FINANCIAMENTO A política de cuidados só pode avançar se tiver um orçamento contínuo e em sintonia com a política econômica do país. No Uruguai, o financiamento da política de cuidados foi pensado para ser solidário e progressivo. Por solidário, quer-se dizer através de diversas fontes, como impostos sobre herança, patrimônio, bens de luxo e produtos nocivos à saúde. Por sua vez, a escolha dessas fontes mostra seu caráter progressivo, ao cobrar mais de quem tem ou ganha mais e redistribuir a renda por meio de serviços de cuidado para quem precisa.
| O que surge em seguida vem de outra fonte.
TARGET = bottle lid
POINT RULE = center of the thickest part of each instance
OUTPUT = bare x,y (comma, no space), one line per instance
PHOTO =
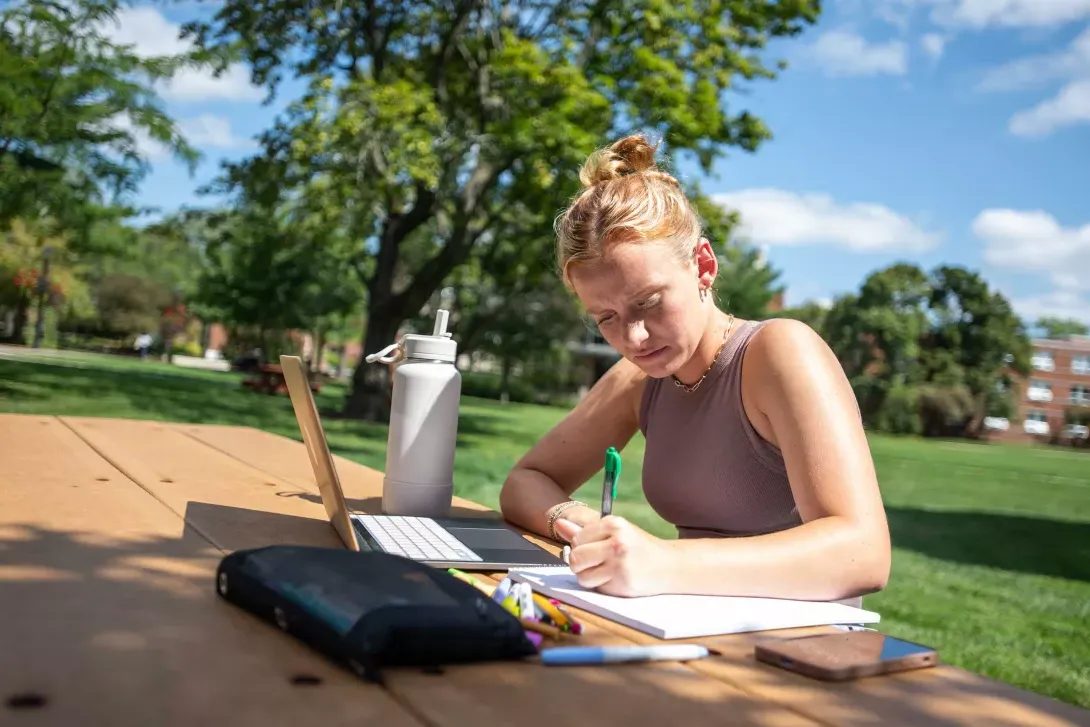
437,347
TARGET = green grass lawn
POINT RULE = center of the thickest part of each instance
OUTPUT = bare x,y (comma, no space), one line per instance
992,544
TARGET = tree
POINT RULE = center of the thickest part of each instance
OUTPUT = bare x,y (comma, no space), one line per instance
24,247
978,336
424,118
928,353
1056,327
72,107
263,270
746,285
129,304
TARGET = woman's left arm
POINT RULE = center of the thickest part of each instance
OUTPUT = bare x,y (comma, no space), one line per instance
798,398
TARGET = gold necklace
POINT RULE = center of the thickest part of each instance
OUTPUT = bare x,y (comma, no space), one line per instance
693,387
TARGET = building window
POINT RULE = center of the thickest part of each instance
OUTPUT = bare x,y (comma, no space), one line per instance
1036,422
1080,396
1039,391
1043,361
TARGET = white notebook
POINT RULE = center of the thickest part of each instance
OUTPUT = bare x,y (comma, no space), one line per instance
685,616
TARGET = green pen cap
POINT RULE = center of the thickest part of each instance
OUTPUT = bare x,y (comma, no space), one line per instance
613,467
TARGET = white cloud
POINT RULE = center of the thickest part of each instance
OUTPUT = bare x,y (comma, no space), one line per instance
1072,103
205,131
933,45
1034,241
1036,71
980,14
778,217
843,52
1070,106
149,35
210,131
1058,303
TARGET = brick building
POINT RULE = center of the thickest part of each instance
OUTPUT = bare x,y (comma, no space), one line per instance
1058,382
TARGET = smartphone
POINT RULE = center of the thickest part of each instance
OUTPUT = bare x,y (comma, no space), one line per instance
847,655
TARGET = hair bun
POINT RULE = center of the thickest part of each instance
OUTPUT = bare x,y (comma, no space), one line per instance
628,156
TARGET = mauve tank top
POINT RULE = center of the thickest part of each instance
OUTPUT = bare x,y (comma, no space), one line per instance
706,470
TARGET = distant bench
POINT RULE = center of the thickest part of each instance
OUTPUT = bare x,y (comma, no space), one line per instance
268,379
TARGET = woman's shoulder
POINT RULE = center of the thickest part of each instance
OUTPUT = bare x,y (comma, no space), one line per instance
783,355
780,341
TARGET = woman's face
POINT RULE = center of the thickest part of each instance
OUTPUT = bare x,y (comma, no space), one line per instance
646,302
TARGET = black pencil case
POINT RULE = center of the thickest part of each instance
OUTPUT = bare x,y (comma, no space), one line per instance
368,610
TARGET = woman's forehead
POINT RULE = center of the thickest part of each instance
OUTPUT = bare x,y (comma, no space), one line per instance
625,271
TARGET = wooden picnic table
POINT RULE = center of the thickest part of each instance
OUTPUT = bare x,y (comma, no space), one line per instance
110,532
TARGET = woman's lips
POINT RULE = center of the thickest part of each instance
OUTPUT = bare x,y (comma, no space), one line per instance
649,355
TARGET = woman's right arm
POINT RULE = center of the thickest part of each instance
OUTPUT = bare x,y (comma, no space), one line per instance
573,450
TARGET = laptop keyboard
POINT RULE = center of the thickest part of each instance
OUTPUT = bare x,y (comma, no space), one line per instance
419,538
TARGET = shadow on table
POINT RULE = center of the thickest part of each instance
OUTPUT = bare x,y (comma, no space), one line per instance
1017,543
374,505
80,613
157,394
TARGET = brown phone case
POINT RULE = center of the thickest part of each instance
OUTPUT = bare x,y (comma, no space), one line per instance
840,656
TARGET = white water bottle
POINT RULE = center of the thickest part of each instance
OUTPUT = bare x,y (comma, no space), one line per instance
420,448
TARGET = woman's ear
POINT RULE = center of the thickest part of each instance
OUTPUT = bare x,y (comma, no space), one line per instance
707,264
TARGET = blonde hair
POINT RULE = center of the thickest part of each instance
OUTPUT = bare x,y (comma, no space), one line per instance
626,198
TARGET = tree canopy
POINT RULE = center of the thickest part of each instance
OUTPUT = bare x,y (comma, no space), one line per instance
426,123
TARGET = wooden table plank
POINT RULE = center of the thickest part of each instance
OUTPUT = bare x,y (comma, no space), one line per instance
107,610
234,506
944,694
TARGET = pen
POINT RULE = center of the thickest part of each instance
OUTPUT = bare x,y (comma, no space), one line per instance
549,609
472,581
581,655
543,629
501,591
609,482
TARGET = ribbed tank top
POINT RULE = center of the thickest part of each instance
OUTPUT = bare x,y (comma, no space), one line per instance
705,469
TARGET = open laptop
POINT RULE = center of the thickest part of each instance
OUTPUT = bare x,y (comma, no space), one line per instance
462,543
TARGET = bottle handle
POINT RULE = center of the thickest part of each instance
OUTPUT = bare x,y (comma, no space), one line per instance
383,356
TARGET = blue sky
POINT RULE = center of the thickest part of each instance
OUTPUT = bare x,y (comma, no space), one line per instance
929,131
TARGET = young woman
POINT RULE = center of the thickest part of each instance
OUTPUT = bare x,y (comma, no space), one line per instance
754,446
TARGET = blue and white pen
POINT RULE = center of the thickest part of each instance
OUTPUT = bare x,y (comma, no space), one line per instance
582,655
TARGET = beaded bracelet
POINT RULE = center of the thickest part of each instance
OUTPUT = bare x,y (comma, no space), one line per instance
554,513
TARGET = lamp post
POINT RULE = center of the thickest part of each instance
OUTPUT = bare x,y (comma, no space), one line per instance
43,289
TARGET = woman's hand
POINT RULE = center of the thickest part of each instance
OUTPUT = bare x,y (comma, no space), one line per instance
614,556
580,515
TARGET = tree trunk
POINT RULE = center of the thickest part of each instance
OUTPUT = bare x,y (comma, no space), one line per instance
19,325
505,378
319,343
370,398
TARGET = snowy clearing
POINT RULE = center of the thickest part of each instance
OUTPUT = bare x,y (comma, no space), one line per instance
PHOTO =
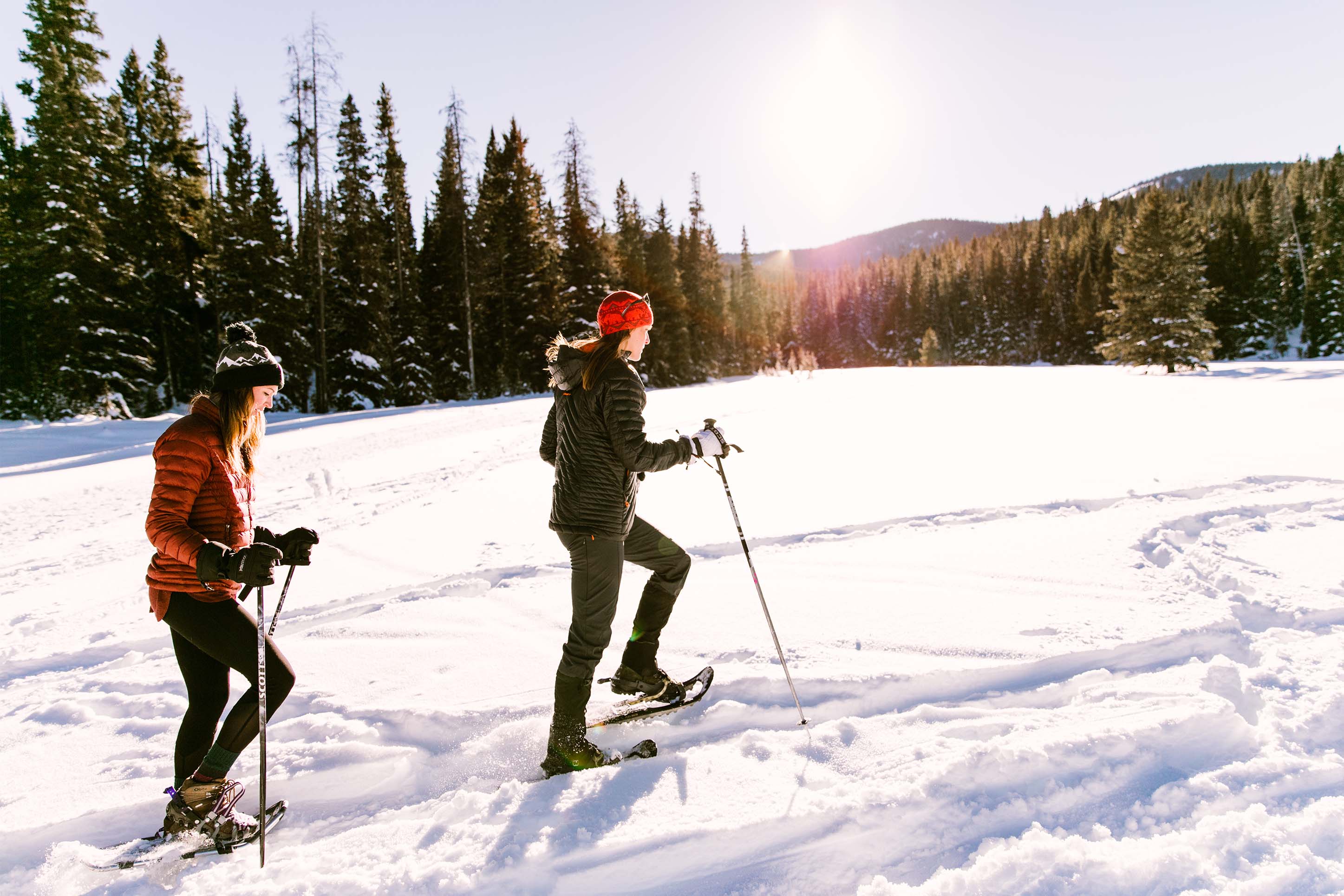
1057,630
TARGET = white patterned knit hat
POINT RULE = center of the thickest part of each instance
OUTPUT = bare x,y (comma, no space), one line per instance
245,362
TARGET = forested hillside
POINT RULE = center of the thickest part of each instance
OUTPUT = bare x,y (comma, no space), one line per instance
131,235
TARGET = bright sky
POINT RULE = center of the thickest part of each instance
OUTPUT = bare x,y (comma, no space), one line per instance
807,121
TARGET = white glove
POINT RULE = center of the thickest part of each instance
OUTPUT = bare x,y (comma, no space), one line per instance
706,444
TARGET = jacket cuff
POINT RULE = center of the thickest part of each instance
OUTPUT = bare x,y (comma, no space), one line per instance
210,563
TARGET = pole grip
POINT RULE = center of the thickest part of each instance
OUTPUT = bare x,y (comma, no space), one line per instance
261,715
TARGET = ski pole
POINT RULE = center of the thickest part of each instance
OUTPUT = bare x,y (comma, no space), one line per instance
261,713
280,605
709,425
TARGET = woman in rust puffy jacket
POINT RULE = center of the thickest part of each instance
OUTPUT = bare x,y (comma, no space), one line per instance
208,549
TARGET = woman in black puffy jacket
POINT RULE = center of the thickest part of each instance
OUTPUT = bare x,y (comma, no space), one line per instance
594,437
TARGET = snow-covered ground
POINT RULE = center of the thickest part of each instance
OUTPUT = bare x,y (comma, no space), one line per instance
1057,629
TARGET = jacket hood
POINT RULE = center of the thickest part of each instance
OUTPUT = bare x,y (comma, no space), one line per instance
568,367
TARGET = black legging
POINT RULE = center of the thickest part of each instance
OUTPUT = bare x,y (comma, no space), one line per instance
210,640
596,582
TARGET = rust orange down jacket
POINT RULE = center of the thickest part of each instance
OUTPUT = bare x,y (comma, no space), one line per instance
196,499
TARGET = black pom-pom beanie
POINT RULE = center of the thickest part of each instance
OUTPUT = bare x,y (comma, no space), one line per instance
245,362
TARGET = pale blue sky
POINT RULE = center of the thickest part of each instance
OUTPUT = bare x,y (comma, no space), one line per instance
807,121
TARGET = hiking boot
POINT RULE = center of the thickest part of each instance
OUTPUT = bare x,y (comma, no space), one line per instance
208,808
648,684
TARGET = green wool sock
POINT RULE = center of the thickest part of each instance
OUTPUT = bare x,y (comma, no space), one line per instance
218,762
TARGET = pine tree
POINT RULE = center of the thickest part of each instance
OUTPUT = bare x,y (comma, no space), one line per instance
667,359
284,316
1295,248
1261,279
157,205
1160,292
702,284
409,373
585,269
13,324
631,238
516,300
361,339
1325,275
748,315
931,350
444,269
238,261
77,342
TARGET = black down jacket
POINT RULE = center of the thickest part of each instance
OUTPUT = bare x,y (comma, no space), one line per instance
596,442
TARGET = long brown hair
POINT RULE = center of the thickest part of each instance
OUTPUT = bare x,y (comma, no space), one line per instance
241,425
601,353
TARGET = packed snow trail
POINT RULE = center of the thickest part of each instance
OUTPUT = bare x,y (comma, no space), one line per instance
1057,630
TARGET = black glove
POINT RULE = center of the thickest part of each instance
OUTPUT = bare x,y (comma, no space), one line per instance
296,544
247,566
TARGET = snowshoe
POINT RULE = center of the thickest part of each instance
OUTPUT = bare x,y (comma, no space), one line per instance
570,752
163,847
647,686
208,808
692,691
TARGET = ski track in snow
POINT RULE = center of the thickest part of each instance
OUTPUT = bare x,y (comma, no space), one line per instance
1108,695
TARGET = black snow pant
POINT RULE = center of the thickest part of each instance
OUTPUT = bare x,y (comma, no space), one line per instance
210,640
596,582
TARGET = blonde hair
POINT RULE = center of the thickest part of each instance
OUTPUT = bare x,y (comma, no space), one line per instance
241,426
601,351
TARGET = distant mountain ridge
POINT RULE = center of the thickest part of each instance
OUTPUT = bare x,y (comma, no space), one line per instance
933,233
1186,177
855,250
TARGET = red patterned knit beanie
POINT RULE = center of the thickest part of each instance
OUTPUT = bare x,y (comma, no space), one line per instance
623,311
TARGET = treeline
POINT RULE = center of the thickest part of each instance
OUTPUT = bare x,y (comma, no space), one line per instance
130,242
1222,269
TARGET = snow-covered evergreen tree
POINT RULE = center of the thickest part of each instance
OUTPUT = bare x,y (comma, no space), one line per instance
409,373
585,268
1160,292
444,269
80,350
361,338
1325,273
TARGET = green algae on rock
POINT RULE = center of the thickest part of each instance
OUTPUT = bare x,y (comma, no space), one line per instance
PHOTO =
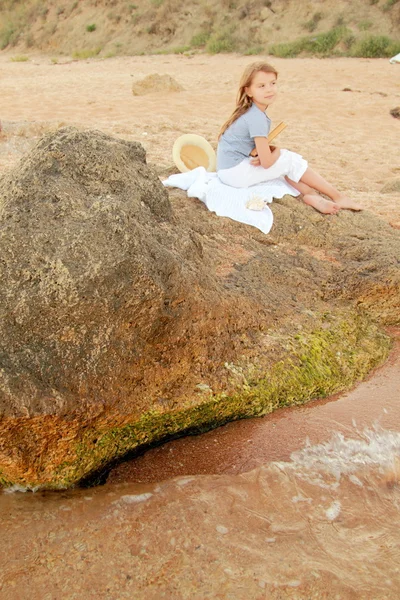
129,315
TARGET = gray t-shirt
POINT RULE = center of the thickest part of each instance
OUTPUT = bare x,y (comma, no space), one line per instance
237,141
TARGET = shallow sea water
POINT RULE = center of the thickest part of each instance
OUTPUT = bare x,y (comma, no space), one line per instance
321,522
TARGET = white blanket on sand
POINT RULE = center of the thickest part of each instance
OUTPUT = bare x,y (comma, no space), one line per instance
227,201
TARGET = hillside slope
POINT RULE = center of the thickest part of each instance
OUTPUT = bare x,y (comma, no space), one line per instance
110,27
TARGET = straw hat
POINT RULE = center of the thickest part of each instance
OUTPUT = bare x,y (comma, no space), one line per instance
191,151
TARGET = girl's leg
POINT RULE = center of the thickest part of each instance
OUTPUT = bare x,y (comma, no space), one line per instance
315,180
321,204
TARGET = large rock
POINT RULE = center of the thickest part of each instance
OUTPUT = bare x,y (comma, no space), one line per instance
127,317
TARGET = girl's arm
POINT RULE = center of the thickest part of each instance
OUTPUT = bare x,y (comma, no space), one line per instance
266,157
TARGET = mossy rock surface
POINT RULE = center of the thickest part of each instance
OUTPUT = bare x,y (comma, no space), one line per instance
129,315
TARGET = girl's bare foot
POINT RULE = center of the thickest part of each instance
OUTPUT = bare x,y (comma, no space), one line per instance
326,207
347,203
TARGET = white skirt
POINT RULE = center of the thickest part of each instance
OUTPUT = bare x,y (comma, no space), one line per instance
245,174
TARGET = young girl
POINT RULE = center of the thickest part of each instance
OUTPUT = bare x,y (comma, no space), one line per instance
248,127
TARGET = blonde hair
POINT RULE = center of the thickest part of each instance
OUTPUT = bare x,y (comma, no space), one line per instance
243,101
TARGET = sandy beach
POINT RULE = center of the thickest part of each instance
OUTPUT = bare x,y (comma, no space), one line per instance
337,111
220,520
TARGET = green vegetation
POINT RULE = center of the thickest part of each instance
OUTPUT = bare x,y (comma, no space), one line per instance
364,25
321,44
200,39
89,53
220,42
338,41
312,24
375,46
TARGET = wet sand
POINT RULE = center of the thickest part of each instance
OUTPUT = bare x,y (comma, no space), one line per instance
323,525
241,527
241,446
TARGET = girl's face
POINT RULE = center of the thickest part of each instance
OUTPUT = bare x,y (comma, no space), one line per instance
262,89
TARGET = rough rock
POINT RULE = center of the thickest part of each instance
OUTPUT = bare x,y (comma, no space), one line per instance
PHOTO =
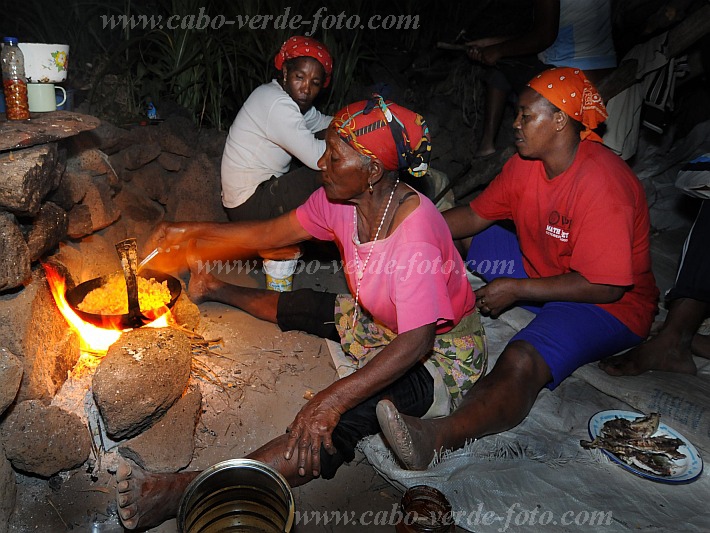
50,349
154,181
14,253
44,440
186,313
178,135
79,222
135,206
46,230
178,428
99,200
106,137
192,194
28,175
142,375
138,155
94,161
170,162
72,188
10,378
8,491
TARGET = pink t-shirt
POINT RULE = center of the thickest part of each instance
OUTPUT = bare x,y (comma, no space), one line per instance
414,277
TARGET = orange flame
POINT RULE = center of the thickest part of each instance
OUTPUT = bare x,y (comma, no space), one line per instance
93,338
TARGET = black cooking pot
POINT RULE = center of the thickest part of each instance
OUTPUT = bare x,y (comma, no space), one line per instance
76,295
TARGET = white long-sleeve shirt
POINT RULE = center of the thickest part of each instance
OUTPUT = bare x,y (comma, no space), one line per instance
268,132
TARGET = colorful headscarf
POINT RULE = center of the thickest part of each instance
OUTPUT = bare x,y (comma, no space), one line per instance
571,91
396,136
299,46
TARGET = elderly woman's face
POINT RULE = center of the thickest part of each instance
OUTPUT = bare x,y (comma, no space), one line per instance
344,174
303,79
534,125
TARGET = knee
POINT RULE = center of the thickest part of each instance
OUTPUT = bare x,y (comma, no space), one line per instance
523,360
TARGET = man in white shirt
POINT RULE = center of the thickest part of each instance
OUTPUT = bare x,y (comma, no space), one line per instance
277,123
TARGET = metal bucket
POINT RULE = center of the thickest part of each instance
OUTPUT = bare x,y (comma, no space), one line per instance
237,495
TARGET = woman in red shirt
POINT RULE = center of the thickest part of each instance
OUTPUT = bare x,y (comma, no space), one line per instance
581,260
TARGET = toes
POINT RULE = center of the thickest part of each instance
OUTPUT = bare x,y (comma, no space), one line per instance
127,513
123,472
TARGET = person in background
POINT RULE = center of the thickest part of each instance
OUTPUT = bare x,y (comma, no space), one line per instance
688,301
276,124
564,33
411,329
581,259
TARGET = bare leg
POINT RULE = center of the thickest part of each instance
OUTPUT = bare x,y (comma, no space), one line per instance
145,499
498,402
669,351
493,116
204,287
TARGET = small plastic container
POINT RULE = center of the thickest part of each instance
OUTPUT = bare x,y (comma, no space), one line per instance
279,274
14,81
425,510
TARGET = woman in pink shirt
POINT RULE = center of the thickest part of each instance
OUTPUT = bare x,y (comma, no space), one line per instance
410,324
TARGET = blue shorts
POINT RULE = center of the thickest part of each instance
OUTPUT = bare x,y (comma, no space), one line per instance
567,335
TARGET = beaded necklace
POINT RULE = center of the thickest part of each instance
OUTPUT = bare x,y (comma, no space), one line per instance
358,272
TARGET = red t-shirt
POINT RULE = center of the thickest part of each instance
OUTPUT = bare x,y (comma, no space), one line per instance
591,219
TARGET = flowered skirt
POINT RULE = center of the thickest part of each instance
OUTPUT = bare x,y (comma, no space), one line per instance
459,355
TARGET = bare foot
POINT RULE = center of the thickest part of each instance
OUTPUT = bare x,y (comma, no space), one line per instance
145,499
662,352
411,442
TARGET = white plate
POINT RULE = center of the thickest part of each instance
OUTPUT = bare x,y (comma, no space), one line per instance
683,470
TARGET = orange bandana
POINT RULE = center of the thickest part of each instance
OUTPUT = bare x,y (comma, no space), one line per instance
571,91
298,46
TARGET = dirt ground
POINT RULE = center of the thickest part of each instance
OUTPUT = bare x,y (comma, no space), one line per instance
265,374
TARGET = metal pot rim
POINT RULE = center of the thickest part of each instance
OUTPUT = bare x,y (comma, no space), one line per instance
241,463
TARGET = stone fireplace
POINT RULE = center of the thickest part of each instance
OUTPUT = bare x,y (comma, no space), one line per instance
72,186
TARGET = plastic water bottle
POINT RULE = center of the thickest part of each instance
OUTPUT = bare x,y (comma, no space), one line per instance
14,81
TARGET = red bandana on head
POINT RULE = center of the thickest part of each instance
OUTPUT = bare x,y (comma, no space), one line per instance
571,91
299,46
396,136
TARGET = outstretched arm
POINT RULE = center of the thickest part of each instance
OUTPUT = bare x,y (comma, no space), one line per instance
464,222
223,239
501,293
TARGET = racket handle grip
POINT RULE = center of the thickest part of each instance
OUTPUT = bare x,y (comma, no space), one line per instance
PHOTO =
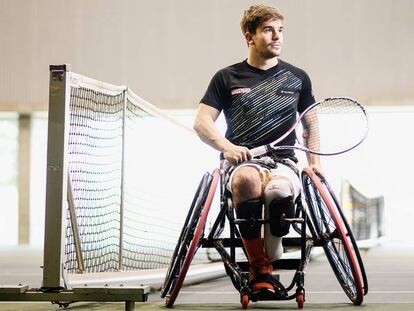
258,151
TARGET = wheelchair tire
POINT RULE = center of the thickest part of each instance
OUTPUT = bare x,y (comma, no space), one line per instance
329,224
349,233
190,237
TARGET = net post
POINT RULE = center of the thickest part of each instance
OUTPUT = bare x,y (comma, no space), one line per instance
122,198
74,226
56,178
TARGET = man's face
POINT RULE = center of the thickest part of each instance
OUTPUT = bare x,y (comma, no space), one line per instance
268,39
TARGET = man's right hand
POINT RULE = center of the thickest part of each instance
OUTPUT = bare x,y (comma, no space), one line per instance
237,154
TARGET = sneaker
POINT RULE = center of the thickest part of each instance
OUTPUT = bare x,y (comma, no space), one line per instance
260,277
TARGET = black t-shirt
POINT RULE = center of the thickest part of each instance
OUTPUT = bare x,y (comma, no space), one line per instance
260,105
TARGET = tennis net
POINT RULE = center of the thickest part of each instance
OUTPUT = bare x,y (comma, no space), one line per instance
133,171
365,214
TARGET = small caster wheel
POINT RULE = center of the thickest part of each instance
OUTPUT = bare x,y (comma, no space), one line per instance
300,299
244,300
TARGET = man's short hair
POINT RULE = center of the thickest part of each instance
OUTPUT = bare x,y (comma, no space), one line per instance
257,14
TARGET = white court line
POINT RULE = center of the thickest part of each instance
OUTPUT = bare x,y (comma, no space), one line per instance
378,292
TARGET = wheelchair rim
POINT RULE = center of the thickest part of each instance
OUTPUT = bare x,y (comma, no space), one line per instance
330,227
195,242
186,232
349,233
No Brasil, o orçamento público têm sido alvo de restrições políticas nas últimas décadas. A Lei de Responsabilidade Fiscal (LRF) e o Novo Arcabouço Fiscal (NAF) são formas de controle do dispêndio público que há anos restringem o orçamento do sistema de proteção social brasileiro e podem limitar a implementação de um sistema de cuidados no Brasil. Para entender mais sobre a LRF e o NAF, veja a primeira edição do Caneta Crítica. Por outro lado, uma proposta legislativa atualmente discutida no Brasil que busca a progressividade do sistema tributário é a da reforma da tributação da renda (PL 1.087/2025), que diminui os impostos pagos pelos mais pobres e a classe média, compensando isso com o aumento da tributação sobre os mais ricos. Para garantir a implementação da política de cuidado no Brasil, será necessário blindar as despesas orçamentárias com a política, ou seja, assegurar fontes diversas e progressivas para seu financiamento e garantir que elas não estejam sujeitas a cortes.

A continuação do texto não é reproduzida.